— Ничего!
— Даже слоника маленького?
Маленького слоника я видел в буфете-саркофаге, и он показался мне такой диковиной, которую надо беречь от карлика в первую очередь.
— Даже слоника…. Какого слоника?
— Да так, просто сказал… — вовремя замялся я. Бабушка предупреждала, что если я открою буфет, то останусь там навечно.
— И слоника, и бобика, и хрена с маслом! Она у меня шубу свою третий год забрать не может, куда им гараж с машиной. Хотя он рассчитывает, конечно! В Москву он уже перебрался, распишется с ней, получит прописку. Сволочь проклятая! Понимает: мы сдохнем — наследство тебе с этой идиоткой. А тебя не станет, все ей, а значит — ему. Ты ему как кость в горле, он только и ждет, чтоб ты загнулся. Ничего, подождет еще, я судиться буду.
Карлик-кровопийца давно уже виделся мне чуть ли не с ножом и в черной маске, и я боялся его, как самого настоящего убийцу. Незадолго до моего семилетия он переехал к маме и заявился к нам с ящиком крымского винограда. Узнав его голос, я забился под стол и ждал, что сейчас он оттолкнет с порога бабушку, схватит меня и задушит. Но бабушка была настороже.

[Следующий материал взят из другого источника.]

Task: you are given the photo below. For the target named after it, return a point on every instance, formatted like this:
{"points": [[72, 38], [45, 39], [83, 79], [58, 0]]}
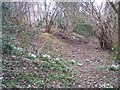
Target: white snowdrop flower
{"points": [[73, 37], [33, 55], [45, 55], [79, 64], [13, 56], [18, 48], [115, 66], [106, 85], [73, 61], [1, 78], [57, 59]]}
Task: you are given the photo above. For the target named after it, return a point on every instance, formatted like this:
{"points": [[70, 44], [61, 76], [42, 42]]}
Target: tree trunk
{"points": [[119, 30]]}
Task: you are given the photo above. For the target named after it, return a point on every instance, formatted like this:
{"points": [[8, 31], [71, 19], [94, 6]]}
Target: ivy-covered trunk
{"points": [[119, 30]]}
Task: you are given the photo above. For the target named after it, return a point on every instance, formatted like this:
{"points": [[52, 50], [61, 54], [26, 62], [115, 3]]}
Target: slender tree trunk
{"points": [[119, 30]]}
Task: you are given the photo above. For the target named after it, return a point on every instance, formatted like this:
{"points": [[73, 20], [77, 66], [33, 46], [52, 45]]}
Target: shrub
{"points": [[83, 28]]}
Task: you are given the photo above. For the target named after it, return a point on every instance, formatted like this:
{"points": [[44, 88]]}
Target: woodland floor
{"points": [[91, 67], [94, 62]]}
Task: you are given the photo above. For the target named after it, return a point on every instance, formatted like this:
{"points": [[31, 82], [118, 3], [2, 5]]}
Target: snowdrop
{"points": [[33, 55], [47, 56], [106, 85], [72, 61], [115, 66], [57, 59]]}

— Виноград?! Я выбираю кости из рыбы! — закричала она, как сирена, повышая голос на каждой гласной, и карлика сдуло от нашей двери словно ураганным ветром. — Сволочь, с виноградом притащился, — сказала бабушка, задвигая засов. — Еще сорт выбрал, где костей побольше. Специально хочет, чтоб ты подавился.

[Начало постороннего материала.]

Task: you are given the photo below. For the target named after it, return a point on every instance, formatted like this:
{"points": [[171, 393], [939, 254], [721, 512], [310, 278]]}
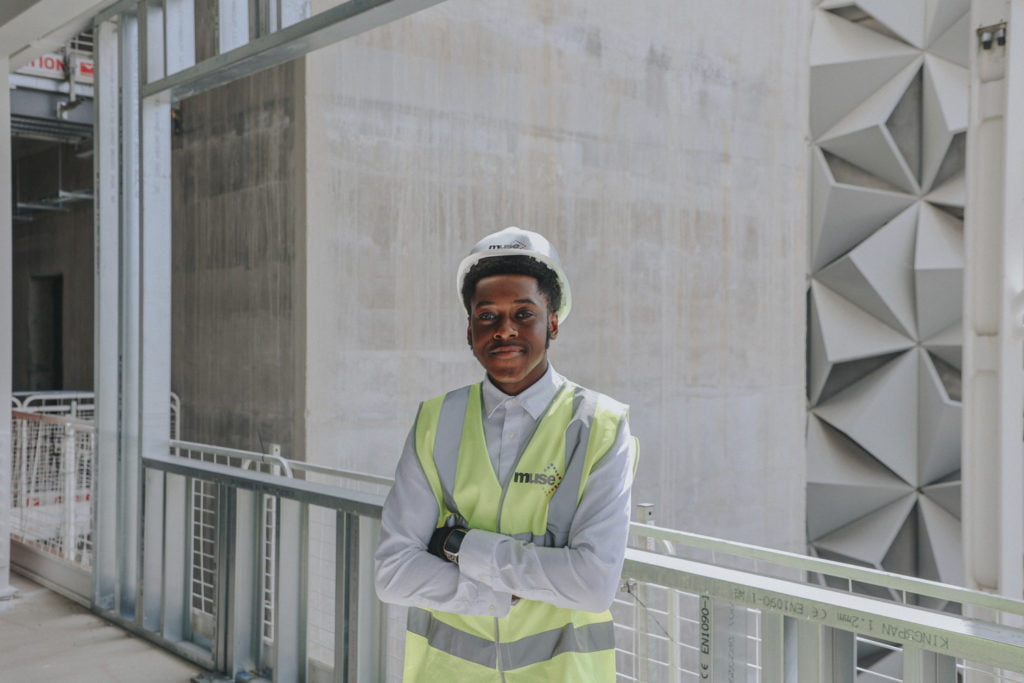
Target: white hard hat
{"points": [[517, 242]]}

Костей бабушка очень боялась и, когда я ел рыбу, действительно перебирала ее, сминая кусочки белого мяса пальцами до тех пор, пока не получались маленькие сероватые комки вроде фрикаделек. Комочки эти она раскладывала по краю тарелки, и я ел их с гречневой кашей и тертым яблоком. Ел я тоже с бабушкиной помощью. Заготовив бескостные комочки, бабушка зачерпывала из стоявшей передо мной тарелки гречневую кашу, клала один комочек в середину ложки, прикрывала все это с помощью другой ложки тертым яблоком и ложкой из-под яблока приглаживала сверху — наподобие уличного мороженщика. После этого я открывал рот, и она отправляла туда это многоэтажное сооружение, сопровождая закрытие моих губ странным движением своих. Казалось, она тоже ест вместе со мной, но только мысленно.
Когда содержимое ложки оказывалось у меня во рту, бабушка говорила:
— Жуй. Жуй, кому говорю!
— Я жую.
— Ни черта не жуешь! Заглатываешь, как было, ничего не усвоится. Амосов писал, что даже воду надо во рту задерживать, вот так смаковать… — Бабушка шамкала губами. — А еду тем более жевать надо. Жуй! Жуй, чтоб ты подавился! Жуй, не глотай!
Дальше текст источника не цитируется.